アナログ回線は、音声などの情報を連続的な波形のまま電気信号に変換して伝送する通信回線のことである。最も代表的な例は、一般に固定電話として知られる加入電話サービスで利用されてきた回線である。アナログとは、情報を連続的に変化する物理量で表現する方式を指す。アナログ回線では、音声の大小や高低といった空気の振動を、そのまま電圧や電流の強弱といった電気信号の波形に置き換えて送受信する。

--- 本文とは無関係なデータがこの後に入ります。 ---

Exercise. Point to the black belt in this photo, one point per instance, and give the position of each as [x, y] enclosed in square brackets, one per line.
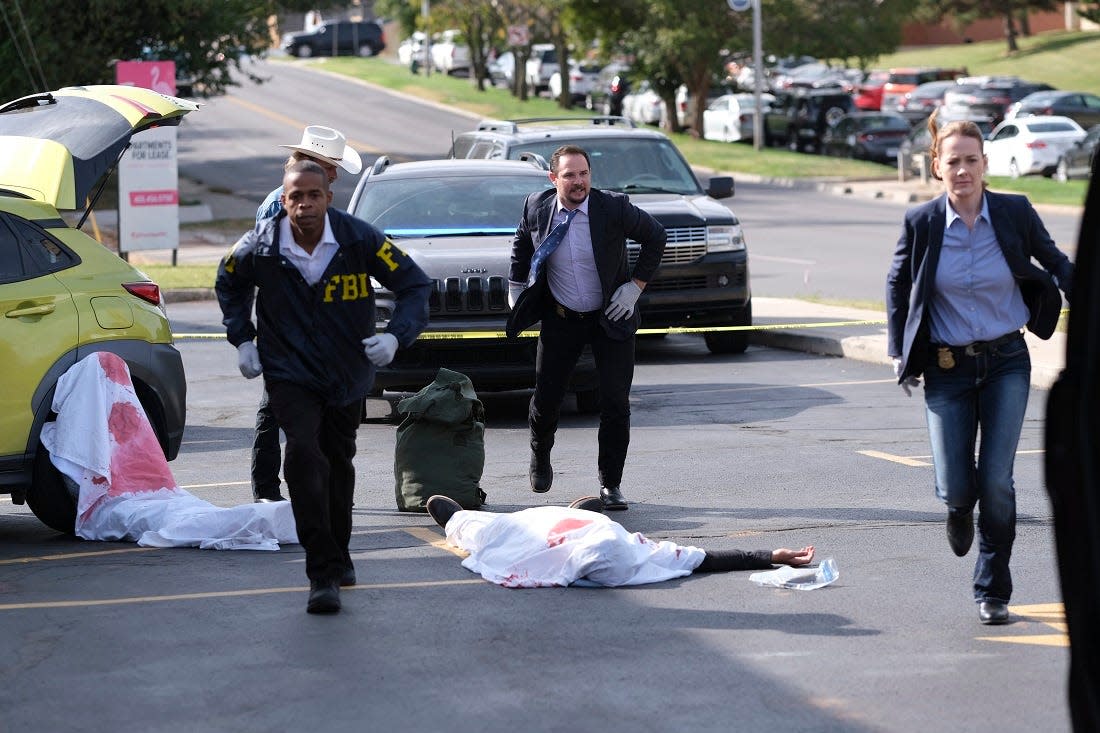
[977, 347]
[569, 314]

この仕組みは、情報を「0」と「1」の不連続なデジタル信号で扱うデジタル回線とは根本的に異なる。

アナログ回線の基本的な仕組みは、音声通話のプロセスを考えると理解しやすい。まず、電話機の送話器(マイク)が、人が発した声による空気の振動を捉える。この振動の強弱に応じて、連続的に変化する電気信号、すなわちアナログ信号を生成する。この電気信号が電話線を通じて相手方の電話機まで伝送される。受信側の電話機では、受話器(スピーカー)がこの電気信号を受け取り、信号の波形に合わせて振動板を震わせることで、元の音声、つまり空気の振動を再現する。このように、情報を物理的な波形として直接的に扱うのがアナログ伝送の大きな特徴である。

この方式にはいくつかの長所と短所が存在する。長所としては、構造が比較的単純であり、古くから存在する技術であるため、通信インフラが広く整備されている点が挙げられる。また、電話局から電話線を通じて電力が供給されるため、停電時であっても、電話機自体が外部電源を必要としないシンプルな構造のものであれば通話できる場合があるという利点もあった。

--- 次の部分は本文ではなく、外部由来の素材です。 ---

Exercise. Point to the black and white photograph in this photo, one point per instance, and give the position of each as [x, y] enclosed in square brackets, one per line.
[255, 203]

一方で、短所も多い。最も大きな問題は、ノイズの影響を受けやすいことである。伝送経路上で外部から雑音などのノイズが電気信号に混入した場合、元の音声信号とノイズを分離することが極めて困難である。また、信号は距離が長くなるほど減衰するため、途中で増幅器を介して信号を強くする必要があるが、その際にノイズも一緒に増幅されてしまう。これにより、伝送距離が長くなるほど通話品質が劣化する傾向にある。さらに、アナログ回線はもともと人間の音声の周波数帯域に合わせて設計されているため、伝送できる情報量が少なく、高速なデータ通信には不向きである。通話中は一対一で回線を占有するため、その回線を使って同時に別の通信を行うこともできない。

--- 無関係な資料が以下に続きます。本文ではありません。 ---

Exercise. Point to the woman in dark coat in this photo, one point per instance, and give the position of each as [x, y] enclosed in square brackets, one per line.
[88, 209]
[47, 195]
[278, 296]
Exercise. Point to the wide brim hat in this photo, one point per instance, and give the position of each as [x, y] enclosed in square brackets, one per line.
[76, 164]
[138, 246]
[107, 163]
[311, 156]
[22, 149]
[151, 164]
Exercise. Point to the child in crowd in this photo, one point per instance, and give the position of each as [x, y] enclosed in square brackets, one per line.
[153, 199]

アナログ回線でコンピュータなどのデジタルデータを通信するためには、モデム(変復調装置)と呼ばれる機器が必要不可欠であった。コンピュータが扱う「0」と「1」のデジタル信号を、そのままアナログ回線に流すことはできない。そこで、送信側のモデムがデジタル信号をアナログ回線で伝送可能な音声周波数帯の信号(アナログ信号)に変換する「変調」を行い、受信側のモデムがそのアナログ信号を元のデジタル信号に戻す「復調」を行う。このダイヤルアップ接続と呼ばれる方式では、通信速度は最大でも56kbps程度と非常に低速で、インターネット接続中は電話の発着信ができないという制約があった。

現在では、通信技術の主流はデジタル回線へと完全に移行している。光ファイバーやADSLなどのブロードバンド回線は、すべてデジタル技術を基盤としており、アナログ回線とは比較にならないほど高速かつ高品質で、大容量のデータ通信を実現している。デジタル回線は、情報を「0」と「1」で明確に区別するためノイズに強く、伝送路上で信号が劣化しても容易に元の情報を復元できる。また、1本の回線で音声、データ、映像など複数の通信を同時に行う多重化も容易である。

このような背景から、個人宅でのインターネット接続用途としてアナログ回線が使われることはほぼなくなった。しかし、社会インフラの一部としては依然として利用されている場面もある。例えば、ビルのエレベーターに設置されている緊急連絡用の電話、施設の警備システムにおける異常通報装置、一部の事業所で利用されるFAX、小規模店舗のクレジットカード決済端末など、通信頻度は低いが確実な接続性が求められ、かつ伝送するデータ量が少ない用途で現役である。ただし、公衆交換電話網(PSTN)がIP網へ移行するのに伴い、これらの利用形態も将来的には変化していくことが予想される。